Bank of America, one of the largest credit card issuers in the COUNTRY, echoed those expectations in its latest data on credit and debit cards. Total credit card spending rose 5.4 per cent year on year in the week to December 5 as consumer demand normalised, the bank found. Importantly, bank of America’s holiday sales metric — retail sales excluding groceries — has returned to year-over-year levels, up 19 per cent, reflecting strong demand for goods during the holiday season.
So is America’s weak consumer a mirage? Consider another set of credit card data: The chart below shows that retail sales excluding autos slowed in November from the prior month, seasonally adjusted, as Amazon’s annual membership day and other competitive promotions boosted spending in October, leaving November with less online retail than in October.
Bank of America’s Michelle Meyer notes that while retail sales may indeed be on the verge of a contraction, November’s robust 9.8 percent annualized pace makes a recession hard to predict.
Overall, while typical social activities such as transportation, restaurants, travel, accommodation and entertainment remain sluggish, most other categories, especially electronics, home improvement, furniture and online sales, are surging in general.
High-frequency consumer indicators: December was even bleaker
But while November’s overall performance was good, December spending could end up taking a big hit, with other indicators pointing to more weakness, particularly in consumer activity and small business employment. In fact, the following high frequency of indicators of consumer activity suggest that a double dip may be on the way:
First, the Dallas Fed’s index of population mobility participation dropped sharply to -50.6 in the week ending November 28, the week of Thanksgiving, from -39.6 the previous week. The index measures how often, how far and how long people travel. That was the lowest level since the week ended May 30, possibly because people spent more time at home during the Thanksgiving holiday. In addition, mobility declined in all four census districts across the country during the week.

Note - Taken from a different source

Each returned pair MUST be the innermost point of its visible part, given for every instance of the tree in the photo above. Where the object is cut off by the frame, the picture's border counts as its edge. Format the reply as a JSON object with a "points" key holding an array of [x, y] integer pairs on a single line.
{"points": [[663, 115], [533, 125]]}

Second, For the week ended Dec. 6, OpenTable’s attendance fell 6.9 percentage points from a year earlier, to 62.6%. Colder weather and tighter restrictions on indoor eating have led to a decline in eating out, and declines have been widespread in the four main census areas.
Third, with the exception of the Thanksgiving week, consumers continued to spend less time outdoors, with fewer visitors to retail and entertainment venues, workplaces and transit stations in the seven days to December 4 than two weeks ago, according to the Google liquidity indicator.

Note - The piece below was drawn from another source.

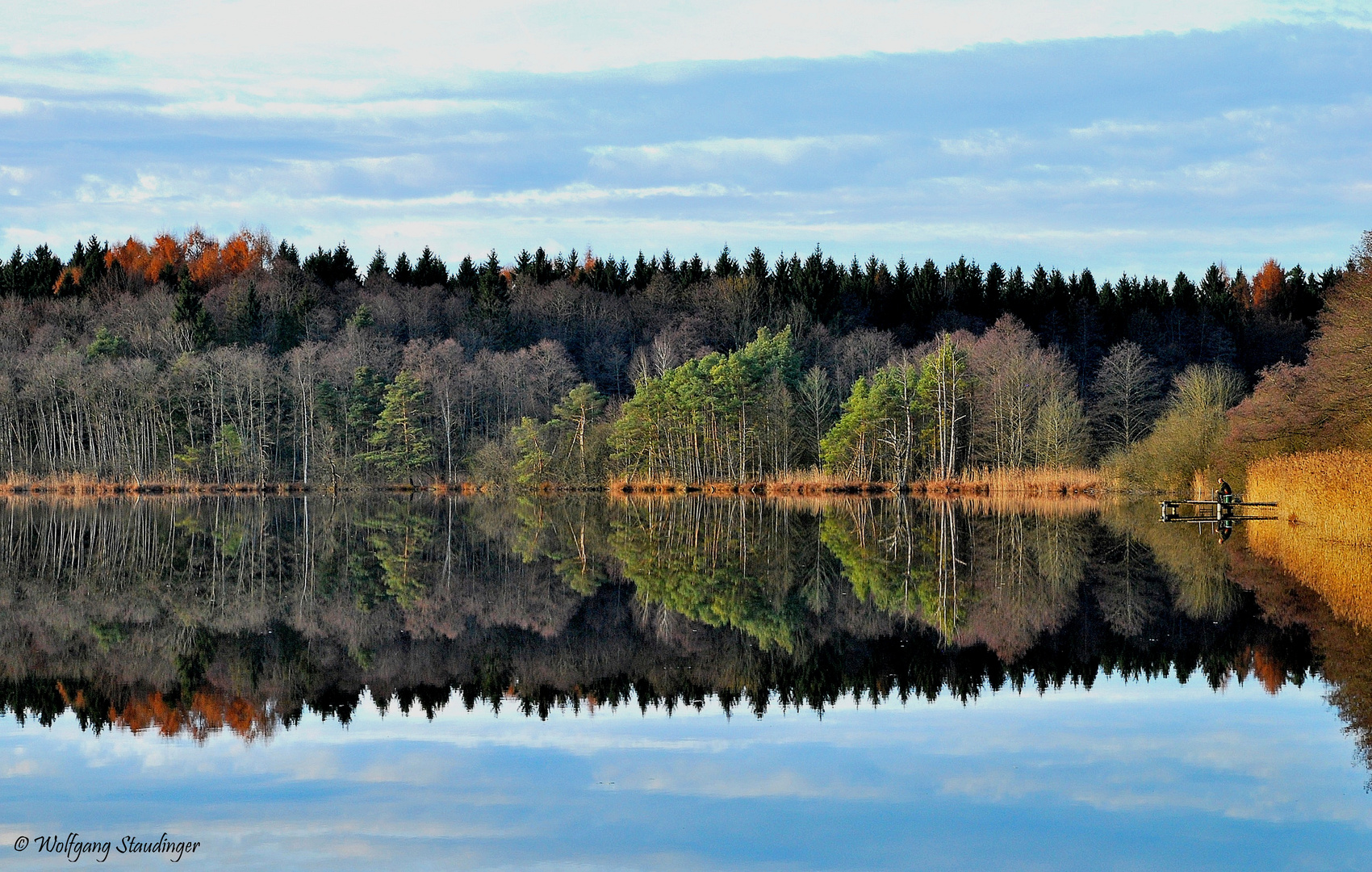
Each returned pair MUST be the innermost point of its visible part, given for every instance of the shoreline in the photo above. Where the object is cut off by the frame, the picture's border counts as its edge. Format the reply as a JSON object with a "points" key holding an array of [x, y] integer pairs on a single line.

Demand for auto gasoline during the Thanksgiving week was little changed from the previous week, while jet fuel demand was still down sharply from a year earlier.
Meanwhile, similar to a dynamic indicator of consumer activity, labor market indicators point to a slowing employment recovery that could soon contract: Initial jobless claims for the week ended Dec. 5 reached 853,000, the highest since the week ended Sept. 19. Small business employment continues to show signs of shrinking.
The “terror numbers” came shortly after market news that U.S. lawmakers were close to agreeing on a bailout of less than $900 billion, but on a smaller scale than expected, following a bipartisan bill of $980 billion and a Trump administration bill of $916 billion. An agreement could be reached as early as early this morning, but it is expected to include checks for less than $1,200 and no local aid, according to Politico, a news website.